Random tournament fact: Tiger Woods is NOT one of the stars returning this year, but that doesn’t mean we still can’t reminisce about the EIGHT times he won this event in a 14-year span. Wait, that can’t be right, can it? Yep. It can.
RANDOM PROP BETS OF THE WEEK
—Another golfer will win this event eight times in a 14-year-span: 1 MILLION-to-1 odds
—The API won’t do better than a 0.2 rating this weekend: 10 MILLION-to-1 odds
—”World’s Funniest Animals” is going to get a small ratings bump this weekend: LOCK
TWEET OF THE WEEK
Good lord is golf expensive these days:
Forget about my girls being pro golfers, maybe it’s better they don’t get into the sport at all. Kidding. Sort of.
CLUB PRO GUY TWEET OF THE WEEK
Playing off a Golf Digest post, CPG nails it yet again:
We just hope he doesn’t get subpoenaed on Christmas Eve.
PHOTO(S) OF THE WEEK
Rising star Akshay Bhatia stripped down:
Not once, but twice!
Talk about skinny-dipping, am I right, Akshay? “I feel like my body looks good, and hopefully on TV it makes it look a little bigger.” Good stuff, Akshay. But also good luck to you (and NBC) on avoiding an FCC fine.

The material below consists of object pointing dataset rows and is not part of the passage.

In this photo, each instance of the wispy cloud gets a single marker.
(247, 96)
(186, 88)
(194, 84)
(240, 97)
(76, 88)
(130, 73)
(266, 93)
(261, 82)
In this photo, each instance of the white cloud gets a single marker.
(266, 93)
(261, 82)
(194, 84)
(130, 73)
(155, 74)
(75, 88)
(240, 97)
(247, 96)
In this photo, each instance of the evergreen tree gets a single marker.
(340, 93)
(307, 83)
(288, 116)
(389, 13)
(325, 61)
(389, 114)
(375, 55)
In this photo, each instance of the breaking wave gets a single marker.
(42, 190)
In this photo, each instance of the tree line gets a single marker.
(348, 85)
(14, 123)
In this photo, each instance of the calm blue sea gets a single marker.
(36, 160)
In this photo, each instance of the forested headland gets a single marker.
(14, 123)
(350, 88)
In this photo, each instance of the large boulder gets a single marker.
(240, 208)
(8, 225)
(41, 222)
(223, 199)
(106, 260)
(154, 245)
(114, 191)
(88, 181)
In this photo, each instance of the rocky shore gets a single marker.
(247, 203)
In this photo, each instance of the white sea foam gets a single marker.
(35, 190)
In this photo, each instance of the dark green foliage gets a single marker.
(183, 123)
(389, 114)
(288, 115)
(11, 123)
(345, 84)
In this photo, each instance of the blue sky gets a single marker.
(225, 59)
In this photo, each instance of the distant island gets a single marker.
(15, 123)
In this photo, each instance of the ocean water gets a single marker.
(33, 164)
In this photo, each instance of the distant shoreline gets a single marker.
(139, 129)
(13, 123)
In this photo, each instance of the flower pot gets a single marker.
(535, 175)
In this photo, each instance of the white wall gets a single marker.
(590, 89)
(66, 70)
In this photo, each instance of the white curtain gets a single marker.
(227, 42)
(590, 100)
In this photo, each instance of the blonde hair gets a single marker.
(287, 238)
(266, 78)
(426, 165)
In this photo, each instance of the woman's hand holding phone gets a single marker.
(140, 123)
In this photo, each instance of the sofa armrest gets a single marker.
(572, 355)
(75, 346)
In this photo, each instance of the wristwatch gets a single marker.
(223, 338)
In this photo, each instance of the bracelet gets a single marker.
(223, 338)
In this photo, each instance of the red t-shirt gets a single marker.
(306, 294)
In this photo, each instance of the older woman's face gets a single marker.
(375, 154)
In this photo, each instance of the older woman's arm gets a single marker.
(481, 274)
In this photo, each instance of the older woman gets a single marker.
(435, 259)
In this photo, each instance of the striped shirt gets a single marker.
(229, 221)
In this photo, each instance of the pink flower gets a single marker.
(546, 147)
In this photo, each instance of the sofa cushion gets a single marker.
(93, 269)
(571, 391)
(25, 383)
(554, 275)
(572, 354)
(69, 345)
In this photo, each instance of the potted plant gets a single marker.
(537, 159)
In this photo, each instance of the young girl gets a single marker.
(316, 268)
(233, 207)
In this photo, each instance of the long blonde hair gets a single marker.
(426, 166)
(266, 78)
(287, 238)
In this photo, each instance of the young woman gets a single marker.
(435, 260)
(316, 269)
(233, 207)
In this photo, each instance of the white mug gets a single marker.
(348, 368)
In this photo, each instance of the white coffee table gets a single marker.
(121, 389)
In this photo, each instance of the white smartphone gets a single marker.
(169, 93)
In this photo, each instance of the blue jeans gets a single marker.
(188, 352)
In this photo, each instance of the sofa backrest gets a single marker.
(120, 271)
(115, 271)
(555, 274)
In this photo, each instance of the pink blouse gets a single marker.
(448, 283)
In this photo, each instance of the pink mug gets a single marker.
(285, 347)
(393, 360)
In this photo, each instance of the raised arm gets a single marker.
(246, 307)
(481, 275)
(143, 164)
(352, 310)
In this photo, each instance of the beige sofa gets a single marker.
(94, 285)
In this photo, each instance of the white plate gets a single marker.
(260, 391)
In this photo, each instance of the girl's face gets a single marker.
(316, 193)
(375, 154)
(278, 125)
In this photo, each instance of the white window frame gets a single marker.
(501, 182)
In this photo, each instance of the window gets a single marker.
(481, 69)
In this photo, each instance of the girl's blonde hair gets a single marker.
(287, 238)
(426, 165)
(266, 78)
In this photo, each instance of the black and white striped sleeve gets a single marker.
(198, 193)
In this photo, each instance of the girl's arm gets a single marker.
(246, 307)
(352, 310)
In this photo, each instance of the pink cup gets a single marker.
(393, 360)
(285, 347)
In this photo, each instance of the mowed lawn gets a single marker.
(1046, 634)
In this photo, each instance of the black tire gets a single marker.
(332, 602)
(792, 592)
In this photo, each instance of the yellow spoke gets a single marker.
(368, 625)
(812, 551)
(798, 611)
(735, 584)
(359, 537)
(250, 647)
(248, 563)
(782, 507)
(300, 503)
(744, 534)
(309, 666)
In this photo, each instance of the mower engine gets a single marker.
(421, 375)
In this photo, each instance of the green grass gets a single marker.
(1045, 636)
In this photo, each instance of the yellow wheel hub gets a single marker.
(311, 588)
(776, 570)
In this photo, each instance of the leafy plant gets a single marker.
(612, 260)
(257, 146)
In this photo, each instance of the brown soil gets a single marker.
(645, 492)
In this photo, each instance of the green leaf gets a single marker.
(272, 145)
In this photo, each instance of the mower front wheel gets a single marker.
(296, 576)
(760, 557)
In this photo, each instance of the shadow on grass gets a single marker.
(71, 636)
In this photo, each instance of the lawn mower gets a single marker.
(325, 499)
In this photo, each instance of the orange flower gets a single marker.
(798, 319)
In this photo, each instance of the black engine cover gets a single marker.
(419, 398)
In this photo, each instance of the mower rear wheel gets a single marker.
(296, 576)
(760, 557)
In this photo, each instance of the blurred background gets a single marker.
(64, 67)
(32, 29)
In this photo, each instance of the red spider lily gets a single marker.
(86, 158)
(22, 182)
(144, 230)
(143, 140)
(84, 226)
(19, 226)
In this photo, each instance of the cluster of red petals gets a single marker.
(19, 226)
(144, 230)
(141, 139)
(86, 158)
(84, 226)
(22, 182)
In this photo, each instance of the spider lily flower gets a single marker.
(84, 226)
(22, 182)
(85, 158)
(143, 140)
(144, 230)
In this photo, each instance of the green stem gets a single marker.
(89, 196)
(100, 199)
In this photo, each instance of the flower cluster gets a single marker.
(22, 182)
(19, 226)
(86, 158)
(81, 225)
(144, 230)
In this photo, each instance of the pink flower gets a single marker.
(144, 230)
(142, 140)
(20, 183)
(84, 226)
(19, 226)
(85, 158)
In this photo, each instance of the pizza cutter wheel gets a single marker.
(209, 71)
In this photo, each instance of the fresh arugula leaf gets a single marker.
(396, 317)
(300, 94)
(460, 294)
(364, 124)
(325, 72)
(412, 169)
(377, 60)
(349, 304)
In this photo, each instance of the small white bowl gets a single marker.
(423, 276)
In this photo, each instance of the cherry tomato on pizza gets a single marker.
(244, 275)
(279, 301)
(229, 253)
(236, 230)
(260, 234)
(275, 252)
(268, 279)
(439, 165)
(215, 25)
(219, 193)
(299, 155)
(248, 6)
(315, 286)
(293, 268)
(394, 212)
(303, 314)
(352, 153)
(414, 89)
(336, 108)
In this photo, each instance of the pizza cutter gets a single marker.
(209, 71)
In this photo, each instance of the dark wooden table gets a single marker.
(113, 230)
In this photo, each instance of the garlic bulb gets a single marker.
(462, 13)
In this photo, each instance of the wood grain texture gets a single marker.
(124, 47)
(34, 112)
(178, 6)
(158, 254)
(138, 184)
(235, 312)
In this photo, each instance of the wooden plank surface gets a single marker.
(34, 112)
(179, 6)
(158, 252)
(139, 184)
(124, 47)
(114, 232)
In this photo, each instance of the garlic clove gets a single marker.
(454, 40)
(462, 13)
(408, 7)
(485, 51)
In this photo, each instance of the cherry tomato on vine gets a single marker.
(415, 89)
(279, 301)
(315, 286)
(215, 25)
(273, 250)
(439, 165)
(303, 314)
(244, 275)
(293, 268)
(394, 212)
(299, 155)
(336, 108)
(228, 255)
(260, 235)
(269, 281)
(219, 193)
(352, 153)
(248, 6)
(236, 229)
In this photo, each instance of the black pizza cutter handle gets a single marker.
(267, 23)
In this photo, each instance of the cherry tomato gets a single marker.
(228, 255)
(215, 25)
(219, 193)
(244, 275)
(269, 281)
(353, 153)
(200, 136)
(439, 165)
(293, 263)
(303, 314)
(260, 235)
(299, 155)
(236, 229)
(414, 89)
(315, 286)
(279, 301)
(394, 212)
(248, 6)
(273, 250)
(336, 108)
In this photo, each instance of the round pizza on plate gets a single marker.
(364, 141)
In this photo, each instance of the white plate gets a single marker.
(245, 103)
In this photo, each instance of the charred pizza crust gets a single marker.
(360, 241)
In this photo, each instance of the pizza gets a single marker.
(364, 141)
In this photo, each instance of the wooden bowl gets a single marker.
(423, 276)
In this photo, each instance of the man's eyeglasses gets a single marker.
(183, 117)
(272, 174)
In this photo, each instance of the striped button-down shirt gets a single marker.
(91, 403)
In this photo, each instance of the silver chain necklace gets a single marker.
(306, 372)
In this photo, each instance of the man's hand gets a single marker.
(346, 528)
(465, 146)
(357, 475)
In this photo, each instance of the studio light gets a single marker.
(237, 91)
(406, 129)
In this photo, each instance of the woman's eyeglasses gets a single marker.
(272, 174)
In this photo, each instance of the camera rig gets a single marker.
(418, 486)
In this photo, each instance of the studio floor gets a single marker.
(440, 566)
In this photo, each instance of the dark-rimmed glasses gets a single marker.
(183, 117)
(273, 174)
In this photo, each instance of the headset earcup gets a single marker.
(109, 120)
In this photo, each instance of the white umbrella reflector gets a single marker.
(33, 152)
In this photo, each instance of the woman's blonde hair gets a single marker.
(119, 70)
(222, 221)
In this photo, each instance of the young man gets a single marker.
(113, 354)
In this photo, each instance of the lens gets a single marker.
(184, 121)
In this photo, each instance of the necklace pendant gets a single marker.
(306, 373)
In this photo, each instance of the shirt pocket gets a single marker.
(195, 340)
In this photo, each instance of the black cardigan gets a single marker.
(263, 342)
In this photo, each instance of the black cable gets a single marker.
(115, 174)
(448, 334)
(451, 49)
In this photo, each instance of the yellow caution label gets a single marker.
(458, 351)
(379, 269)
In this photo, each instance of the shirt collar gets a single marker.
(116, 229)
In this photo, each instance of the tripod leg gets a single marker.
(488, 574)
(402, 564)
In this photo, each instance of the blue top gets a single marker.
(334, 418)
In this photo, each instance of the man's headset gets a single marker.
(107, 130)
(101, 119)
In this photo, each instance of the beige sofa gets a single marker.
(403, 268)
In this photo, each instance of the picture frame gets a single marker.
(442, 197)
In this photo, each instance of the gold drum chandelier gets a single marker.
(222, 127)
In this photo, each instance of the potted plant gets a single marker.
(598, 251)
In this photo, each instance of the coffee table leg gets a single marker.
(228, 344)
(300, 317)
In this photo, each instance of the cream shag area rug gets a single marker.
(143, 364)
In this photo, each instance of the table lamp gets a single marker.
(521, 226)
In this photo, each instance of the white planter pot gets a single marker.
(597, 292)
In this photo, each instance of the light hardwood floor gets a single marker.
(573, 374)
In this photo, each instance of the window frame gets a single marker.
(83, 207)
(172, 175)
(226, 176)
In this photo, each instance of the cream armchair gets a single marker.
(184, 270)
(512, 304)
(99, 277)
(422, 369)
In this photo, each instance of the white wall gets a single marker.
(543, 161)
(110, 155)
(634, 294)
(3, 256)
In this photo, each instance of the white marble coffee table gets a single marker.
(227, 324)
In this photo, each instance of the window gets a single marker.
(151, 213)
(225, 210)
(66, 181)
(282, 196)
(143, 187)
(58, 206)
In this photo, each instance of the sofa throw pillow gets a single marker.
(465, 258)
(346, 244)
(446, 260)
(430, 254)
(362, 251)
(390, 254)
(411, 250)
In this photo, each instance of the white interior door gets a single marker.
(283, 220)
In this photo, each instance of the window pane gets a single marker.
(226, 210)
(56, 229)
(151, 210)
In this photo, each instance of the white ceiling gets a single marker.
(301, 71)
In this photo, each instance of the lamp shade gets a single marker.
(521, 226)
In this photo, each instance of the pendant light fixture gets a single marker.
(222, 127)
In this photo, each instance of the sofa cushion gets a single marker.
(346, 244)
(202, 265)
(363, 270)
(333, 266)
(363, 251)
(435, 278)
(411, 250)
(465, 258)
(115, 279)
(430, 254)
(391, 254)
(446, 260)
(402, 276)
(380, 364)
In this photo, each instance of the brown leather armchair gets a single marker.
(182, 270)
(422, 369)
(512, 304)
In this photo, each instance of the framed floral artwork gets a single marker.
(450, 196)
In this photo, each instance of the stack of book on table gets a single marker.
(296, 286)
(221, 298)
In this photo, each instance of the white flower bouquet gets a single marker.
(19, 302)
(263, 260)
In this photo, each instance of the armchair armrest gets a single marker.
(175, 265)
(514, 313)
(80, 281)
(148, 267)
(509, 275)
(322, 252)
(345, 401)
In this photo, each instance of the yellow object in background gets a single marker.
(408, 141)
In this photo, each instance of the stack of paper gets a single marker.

VIRAL VIDEO(S) OF THE WEEK
Conditions got (Cue Conor Moore’s classic Tiger Woods impression) “really tough” during a college golf tournament:
But these conditions were even scarier:
Golfers are truly nuts.
THIS WEEK IN PUBLIC DISPLAYS OF AFFECTION
OK then. Looks like we already have a winner for Chris Powers’ annual “Screengrabs of the Year” collection. It also looks like LIV is pulling out all the stops to try to pump up those TV ratings.
QUOTE OF THE WEEK
“I watched them film me, so I don’t need to watch the episode.” —Dustin Johnson on whether he’ll watch the episode of Netflix’s “Full Swing” in which he’s featured. Good to see DJ still has his (press conference) fastball. I mean, that is just peak DJ being DJ right there. A T-35 at Mayakoba, however, was not peak DJ on the golf course. We’ll assume he’s still in spring training mode. And we'll also assume DJ won't be checking out any of our "Full Swing" recaps, either. But that doesn't mean you shouldn't!
THIS AND THAT
Congrats to Justin Thomas and playing partner Mike Walrath for winning the Seminole pro-member, which had a better field than both the Honda Classic and LIV Mayakoba. But Club Pro Guy will be more proud of Brendon Todd and Jim Davis for winning the net portion … Charles Howell won $4 million in Mayakoba, or almost $1 million more than he’d earned in his previous three seasons on the PGA Tour. Combined. But yeah, “money was not a factor.” Sure thing, Charles! … Brooks Koepka says he’s cool with Bryson DeChambeau and Dustin Johnson now. The golfers that get $100 million guaranteed contracts together, stay together, I guess. … And, finally, congrats to my colleague Joel Beall on absolutely cleaning up with this year’s GWAA Awards. Just look at this headline!
Jeez, Joel. Save some for the rest of us. But seriously, that’s some strong company.
RANDOM QUESTIONS TO PONDER
What’s the most you’ve ever paid for a round of golf?
What’s the total net worth of those playing in the Seminole pro-member?
Does Dustin Johnson watch "World's Funniest Animals"?